# Carbon Black vs. Sapphire Black



## bren (Jul 1, 2002)

Does anyone know if these two colors are the same? 

I wonder if BMW just made different names to make the ///M cars seem more special (not that they aren't already :thumbup: ).


----------



## Mr. The Edge (Dec 19, 2001)

bren said:


> *Does anyone know if these two colors are the same?
> 
> I wonder if BMW just made different names to make the ///M cars seem more special (not that they aren't already :thumbup: ). *


no


----------



## chazzy (Apr 2, 2002)

Very different colors. Both dark. Sapphire Black Metallic is more of an ordinary metallic black, but it has a slight sheen to it ... almost a touch of bronze in the color to make it look amazing in the right light. But it's more of a traditional black. Carbon Black is also a dark metallic paint, but in the right angles, the depth of the color changes as you see blue in the mix. Both colors look like crap when dirty, which happens about 15 minutes after you wash it.


----------



## johnlew (Dec 25, 2001)

I never understood why people buy metallic in black. Plain black is so great when perfect, highly reflective, deep, solid. Why have it look permanently dusty? My opinion, of course.:dunno:


----------



## Chris330Ci (Jan 23, 2002)

johnlew said:


> *I never understood why people buy metallic in black. Plain black is so great when perfect, highly reflective, deep, solid. Why have it look permanently dusty? My opinion, of course.:dunno: *


Kinda like this?


----------



## bren (Jul 1, 2002)

johnlew said:


> *I never understood why people buy metallic in black. Plain black is so great when perfect, highly reflective, deep, solid. Why have it look permanently dusty? My opinion, of course.:dunno: *


Sapph. isn't reflective? Check the pic in my sig.

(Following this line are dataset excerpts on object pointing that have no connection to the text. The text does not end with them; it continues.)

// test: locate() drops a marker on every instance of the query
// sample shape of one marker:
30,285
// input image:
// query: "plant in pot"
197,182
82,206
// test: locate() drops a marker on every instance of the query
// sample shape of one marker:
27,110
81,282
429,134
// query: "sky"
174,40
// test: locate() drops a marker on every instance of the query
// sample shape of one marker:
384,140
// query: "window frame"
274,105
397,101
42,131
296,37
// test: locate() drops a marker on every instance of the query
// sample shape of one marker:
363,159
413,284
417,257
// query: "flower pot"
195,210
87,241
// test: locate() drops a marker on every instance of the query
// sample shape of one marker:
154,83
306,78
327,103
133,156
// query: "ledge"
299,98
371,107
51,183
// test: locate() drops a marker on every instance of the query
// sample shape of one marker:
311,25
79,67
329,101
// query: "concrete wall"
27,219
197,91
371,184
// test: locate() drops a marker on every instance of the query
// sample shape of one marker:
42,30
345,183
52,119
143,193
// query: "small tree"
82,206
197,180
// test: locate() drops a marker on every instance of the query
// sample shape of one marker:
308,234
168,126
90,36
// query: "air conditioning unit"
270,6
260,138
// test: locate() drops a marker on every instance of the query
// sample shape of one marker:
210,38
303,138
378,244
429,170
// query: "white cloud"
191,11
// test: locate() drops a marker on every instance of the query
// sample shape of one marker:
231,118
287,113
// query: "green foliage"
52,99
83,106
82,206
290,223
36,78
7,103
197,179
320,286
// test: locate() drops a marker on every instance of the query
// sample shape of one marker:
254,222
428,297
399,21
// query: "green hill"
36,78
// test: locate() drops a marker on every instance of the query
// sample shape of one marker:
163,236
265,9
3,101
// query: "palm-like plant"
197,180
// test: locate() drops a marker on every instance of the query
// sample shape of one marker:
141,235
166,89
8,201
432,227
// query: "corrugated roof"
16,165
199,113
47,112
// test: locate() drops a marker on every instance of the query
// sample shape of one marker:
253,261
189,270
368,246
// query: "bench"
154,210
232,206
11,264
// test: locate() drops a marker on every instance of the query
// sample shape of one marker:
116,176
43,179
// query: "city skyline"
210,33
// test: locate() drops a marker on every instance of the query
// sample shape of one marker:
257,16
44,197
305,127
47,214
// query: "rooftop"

Regular black and Sapph. look very similar until you get into bright sunlight...that's when the sparkle from the metal flake shows up. Nobody who has seen my car in person has ever accused it of looking dusty....but I am a contributor to the Griot's Garage college fund. :thumbup:


----------



## AF (Dec 21, 2001)

Hey Chris, who said you could post a picture of my car :lmao: 



Chris330Ci said:


> *
> 
> Kinda like this?
> 
> ...


----------



## chazzy (Apr 2, 2002)

johnlew said:


> *I never understood why people buy metallic in black. Plain black is so great when perfect, highly reflective, deep, solid. Why have it look permanently dusty? My opinion, of course.:dunno: *


The black is very reflective, very deep, and very solid. You can make non-metallic black postively look like a mirror, but under most other conditions, it just absolutely sparkles. Not bling-bling like, but it really does have some amazing qualities. If you catch a clean SBM car, check it out in the sun. It definitely catches people by surprise to see that it's metallic.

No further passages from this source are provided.